Of course, for the people who have been knocked off their feet by the coronavirus – and the growing number who have lost their lives – this event is much more somber than a cancelled sports event. It literally is a matter of life and death; that is why so much of our country is being shut down.
Times such as these evoke fear and anxiety not easily waved away, but we do need to keep in mind that ancient wisdom of whatever origin – this too shall pass. Without question we are in the midst of a serious crisis, and no one can say with certainty how long it will last. We can be certain that it is taking a toll on our economy, especially those who earn their daily bread with service jobs that offer no paid vacation or health care coverage. There are millions among us who have scant if any savings set aside for rainy days. They are suffering already and their plight is growing worse by the day.

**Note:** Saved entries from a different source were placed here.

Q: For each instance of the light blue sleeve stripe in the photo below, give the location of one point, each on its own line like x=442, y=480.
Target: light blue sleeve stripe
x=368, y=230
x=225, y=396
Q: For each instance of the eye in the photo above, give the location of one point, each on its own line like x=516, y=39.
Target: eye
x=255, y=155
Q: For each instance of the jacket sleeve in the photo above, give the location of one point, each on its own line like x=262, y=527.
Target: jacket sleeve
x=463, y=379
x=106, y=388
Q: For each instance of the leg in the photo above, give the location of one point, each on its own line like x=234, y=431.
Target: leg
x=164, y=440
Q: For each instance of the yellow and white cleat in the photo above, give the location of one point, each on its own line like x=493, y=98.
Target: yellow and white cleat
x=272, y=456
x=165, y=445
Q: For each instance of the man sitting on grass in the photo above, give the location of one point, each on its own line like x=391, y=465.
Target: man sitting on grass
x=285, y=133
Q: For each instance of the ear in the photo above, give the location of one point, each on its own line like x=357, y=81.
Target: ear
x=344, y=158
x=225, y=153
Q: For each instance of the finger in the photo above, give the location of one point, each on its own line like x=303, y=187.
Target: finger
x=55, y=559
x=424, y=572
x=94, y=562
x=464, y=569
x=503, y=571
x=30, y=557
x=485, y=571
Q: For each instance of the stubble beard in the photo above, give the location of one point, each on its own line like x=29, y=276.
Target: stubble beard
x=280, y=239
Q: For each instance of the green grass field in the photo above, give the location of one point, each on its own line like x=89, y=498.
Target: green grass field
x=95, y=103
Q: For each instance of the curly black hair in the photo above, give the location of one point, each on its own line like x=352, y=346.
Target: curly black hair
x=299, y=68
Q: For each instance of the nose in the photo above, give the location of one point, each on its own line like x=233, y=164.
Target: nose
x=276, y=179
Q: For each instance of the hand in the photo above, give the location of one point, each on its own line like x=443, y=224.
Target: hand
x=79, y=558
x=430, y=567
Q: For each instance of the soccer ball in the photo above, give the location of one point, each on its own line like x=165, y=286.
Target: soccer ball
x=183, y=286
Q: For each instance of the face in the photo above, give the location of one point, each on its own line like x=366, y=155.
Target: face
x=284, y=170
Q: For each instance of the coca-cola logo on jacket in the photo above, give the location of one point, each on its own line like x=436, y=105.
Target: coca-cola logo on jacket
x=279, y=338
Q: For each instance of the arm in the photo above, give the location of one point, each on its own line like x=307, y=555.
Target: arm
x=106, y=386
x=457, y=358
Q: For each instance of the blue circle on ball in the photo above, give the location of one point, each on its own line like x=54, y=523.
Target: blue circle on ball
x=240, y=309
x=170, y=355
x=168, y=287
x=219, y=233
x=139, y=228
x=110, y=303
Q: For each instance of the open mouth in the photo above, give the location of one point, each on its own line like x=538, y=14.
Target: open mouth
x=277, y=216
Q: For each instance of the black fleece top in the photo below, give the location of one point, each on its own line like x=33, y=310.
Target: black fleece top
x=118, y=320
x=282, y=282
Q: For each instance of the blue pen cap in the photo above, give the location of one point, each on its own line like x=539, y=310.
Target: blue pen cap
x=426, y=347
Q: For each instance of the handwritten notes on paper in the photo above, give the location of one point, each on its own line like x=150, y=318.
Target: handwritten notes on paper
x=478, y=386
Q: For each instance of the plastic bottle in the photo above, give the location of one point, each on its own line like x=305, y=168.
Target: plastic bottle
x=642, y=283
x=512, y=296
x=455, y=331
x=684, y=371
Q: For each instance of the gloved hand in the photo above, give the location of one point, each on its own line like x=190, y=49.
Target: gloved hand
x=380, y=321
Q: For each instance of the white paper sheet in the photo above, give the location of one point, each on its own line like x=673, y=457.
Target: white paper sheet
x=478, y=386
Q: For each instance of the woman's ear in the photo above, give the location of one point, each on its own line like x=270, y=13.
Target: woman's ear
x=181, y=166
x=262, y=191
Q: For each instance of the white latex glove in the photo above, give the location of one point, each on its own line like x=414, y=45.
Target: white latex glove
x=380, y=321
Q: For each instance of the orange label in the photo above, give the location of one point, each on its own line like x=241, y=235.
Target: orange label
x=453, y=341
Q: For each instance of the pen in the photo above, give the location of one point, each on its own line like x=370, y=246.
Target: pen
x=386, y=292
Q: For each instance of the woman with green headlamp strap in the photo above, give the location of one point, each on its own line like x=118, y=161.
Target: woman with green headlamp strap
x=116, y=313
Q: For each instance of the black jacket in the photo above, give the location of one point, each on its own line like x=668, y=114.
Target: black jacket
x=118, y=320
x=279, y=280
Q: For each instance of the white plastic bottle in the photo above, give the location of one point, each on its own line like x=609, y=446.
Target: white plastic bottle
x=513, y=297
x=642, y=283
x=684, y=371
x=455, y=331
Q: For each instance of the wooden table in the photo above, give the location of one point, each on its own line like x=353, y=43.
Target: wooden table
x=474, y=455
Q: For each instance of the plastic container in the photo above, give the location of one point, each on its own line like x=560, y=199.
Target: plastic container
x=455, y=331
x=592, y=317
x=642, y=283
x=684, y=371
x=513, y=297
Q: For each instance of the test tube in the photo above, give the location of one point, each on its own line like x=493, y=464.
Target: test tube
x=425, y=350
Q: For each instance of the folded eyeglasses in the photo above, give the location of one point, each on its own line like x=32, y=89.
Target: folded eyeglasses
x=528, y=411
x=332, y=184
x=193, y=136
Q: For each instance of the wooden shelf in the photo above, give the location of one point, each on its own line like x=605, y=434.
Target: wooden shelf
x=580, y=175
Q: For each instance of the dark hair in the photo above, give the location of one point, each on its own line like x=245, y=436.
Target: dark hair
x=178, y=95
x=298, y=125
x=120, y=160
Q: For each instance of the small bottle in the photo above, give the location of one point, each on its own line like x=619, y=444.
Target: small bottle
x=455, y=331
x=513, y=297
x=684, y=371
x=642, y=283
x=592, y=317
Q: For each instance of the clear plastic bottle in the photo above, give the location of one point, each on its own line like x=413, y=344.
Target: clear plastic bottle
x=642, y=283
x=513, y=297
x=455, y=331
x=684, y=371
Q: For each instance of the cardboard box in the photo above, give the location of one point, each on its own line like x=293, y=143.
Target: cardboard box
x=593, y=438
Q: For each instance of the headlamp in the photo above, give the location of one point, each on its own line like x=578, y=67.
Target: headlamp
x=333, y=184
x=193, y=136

We are told to avoid public gatherings, to stay home as much as we can, but we dare not let that instruction disrupt our relationship with family, friends and neighbors. If there was ever a time when we all need to pull together, that time is now and it’s hard to do when you are discouraged from socializing with other people. We have to find ways around that proscription. Maybe this once that new digital technology will work to our benefit – enabling us to communicate with others via our digital devices while avoiding their direct company.
Those of us who already work from home are especially fortunate in this crisis because we and continue working and earning our daily bread. But we all must contend with a crisis of the spirit when it is tempting to withdraw from human contact and yield to depression. We have to resist that temptation. It is imperative that we keep our spirits up and encourage our friends and neighbors to do the same.
One thing must be clear to all – the current crisis will not deter us from our primary mission of offering support and assistance to wounded veterans. As a virtual organization, we are uniquely suited to continue our work without let up, and that is what we will do.
Remember the ancient wisdom wherever it came from – this too shall pass, normal life will return and we will know our shared sacrifice enabled us to avoid a much worse catastrophe. Hang in there.